12|345|678      .2|186|.7.      32|186|574 (1->3, 6->5, 8->4)
            ->              ->  
34|186|527      ..|345|.27      18|345|627 (3->1, 4->8, 5->6) 

Especially for the travelling salesman problem, the so-called Edge Recombination (ER) is then often used. In this crossover, the goal is to combine edges from both solutions into one. Thus, for each vertex (value in an individual), all vertices that are adjacent to it in one or the other parent are put in a list (remember that the first one is adjacent to the last one - we are looking for cycles). Then start with the vertex that has the shortest list of neighbours. Of those, the one with the shortest list of neighbors is again chosen and that one is put second. Both vertices are crossed off the neighbor lists of all other vertices. The same procedure is then followed with the other neighbours, whereby if multiple vertices have the same (smallest) number of neighbours, one of them is chosen at random.

Continuous optimization - real number coding

A very common area where evolutionary algorithms are used is the optimization of functions $\mathbb{R^n} \to \mathbb{R}$. Using such functions, it is possible to encode many practical problems ranging from tuning parameters of various processes, to machine learning problems, to finding weights of neural networks - for example in reinforcement learning.

For continuous optimization, individuals are encoded as vectors of numbers (typically of type float or double). In this case, it is relatively easy to devise some genetic operators. Mutations for continuous coding are of two types - biased and unbiased. Unbiased mutations simply generate a new number from the range for a given variable, while biased mutations are based on a value that already occurs at that position and just modify it. A typical example is a Gaussian mutation that adds a value from a normal distribution with mean 0 and some suitable variance to a given number.

There are also several options for crossovers - we can again use $n$-point crossovers, which we already know, or we can use so-called arithmetic crossovers, where the offspring is obtained as a weighted average of the parents.

The problem with the above operators is that they mutate/cross each coordinate of the vector independently. This works well for separable functions, i.e. ones that can be optimized single coordinate at a time (fix all variables except one, find the optimum over that one, and have one coordinate of the optimum). Moreover, these operators make equally large changes in all directions and thus do not work well for functions that have high conditionality.

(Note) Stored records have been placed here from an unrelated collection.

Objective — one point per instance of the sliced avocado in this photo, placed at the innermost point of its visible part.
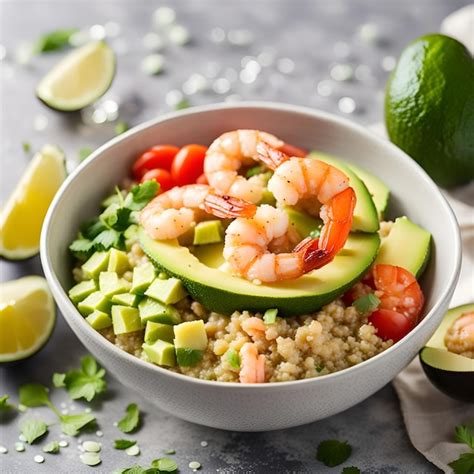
(160, 352)
(191, 335)
(222, 292)
(167, 291)
(152, 310)
(97, 263)
(155, 331)
(143, 276)
(125, 319)
(451, 373)
(126, 299)
(99, 320)
(82, 290)
(110, 284)
(95, 301)
(365, 214)
(118, 262)
(208, 232)
(407, 246)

Imagine, for example, a function whose contours are ellipses - a low-conditioned function has both axes of the ellipse almost the same length, while high-conditioned functions have a large ratio of axis lengths. If the axes are parallel to the axes of the coordinate system, we have a separable function. If they are not, the function is non-separable.

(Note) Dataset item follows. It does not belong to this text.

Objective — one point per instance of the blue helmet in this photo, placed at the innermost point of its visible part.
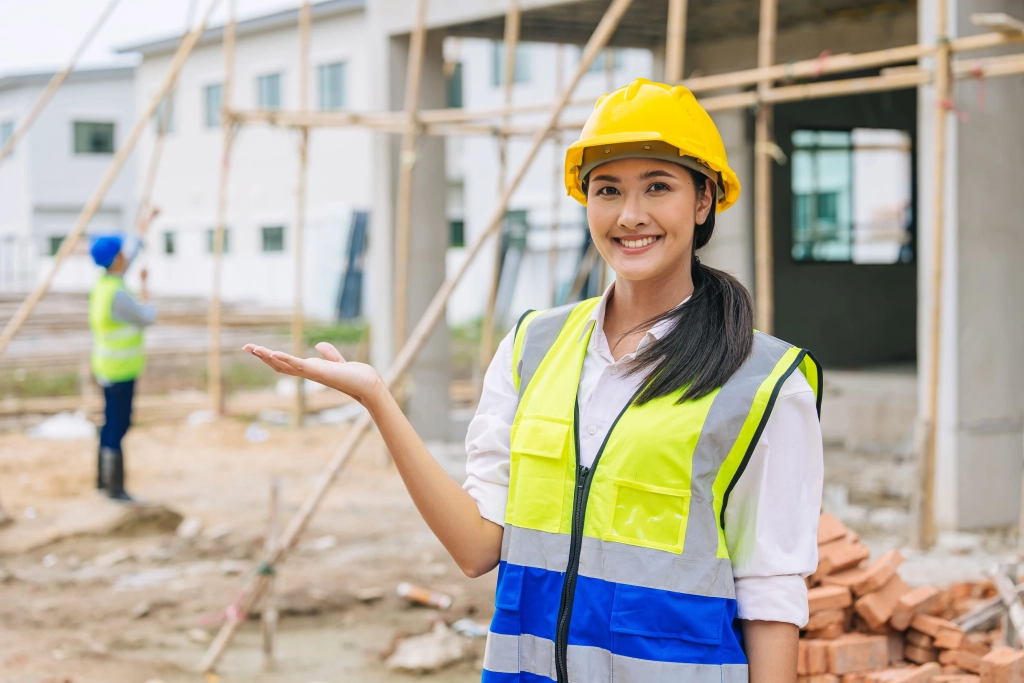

There are a relatively large number of evolutionary algorithms that address the problems of function non-separability and conditionality. We will only show the so-called differential evolution (DE}. In differential evolution, a mutation is performed that adds the difference of two randomly chosen individuals from the population to a given individual. This makes the mutation invariant to arbitrary rotations and scaling of the search space. Thus, non-separable or highly conditioned functions do not cause problems. In addition to this mutation, it still performs uniform crossover with another random individual. Selection then compares the offspring to the parent, leaving only the better of the two in the population.